Hello,
After going through the newest chapters in MIA (very helpful btw), I have a few
questions that I think I know the answer to, but just wanted to get some
reinforcement.
Let's say that I have a list of documents and my own pipeline for feature
extraction. So, for each document I have a list of key words (and multi-key
word phrases) and corresponding weights. So each document is now just a list
of keyword phrases and weights i.e.
doc1:
phrase1 wt1
phrase2 wt2
phrase3 wt3
...
I would like to use Mahout to train document classifiers using the phrases and
weights in these files.
Looking at the TrainNewsGroups code in o.a.m.classifier.sgd, It looks like I
can just use the encoder class for these phrases and weights. Something like
this:
RecordValueEncoder encoder =
new StaticWordValueEncoder("variable-name");
for (DataRecord ex: trainingData) {
Vector v = new RandomAccessSparseVector(10000);
String word = ex.get("variable-name");
encoder.addToVector(word, v);
}
Does this make sense?
I would like to compare the results of an SGD and Naive Bayes classification
using this data.
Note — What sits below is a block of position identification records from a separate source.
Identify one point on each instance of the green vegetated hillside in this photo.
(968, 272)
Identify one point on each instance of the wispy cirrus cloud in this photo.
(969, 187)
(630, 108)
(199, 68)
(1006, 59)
However, I am unclear of the vector formation process in
Naive Bayes. I have prepared some input for the Bayes classifier using
prepare20newsgroups "macro" - I was able to get my data into a similar format
as the 20 news groups dataset. I guess my main question is can I use Naive
Bayes if I already have the features (phrases above) and weights that I want
to use for training?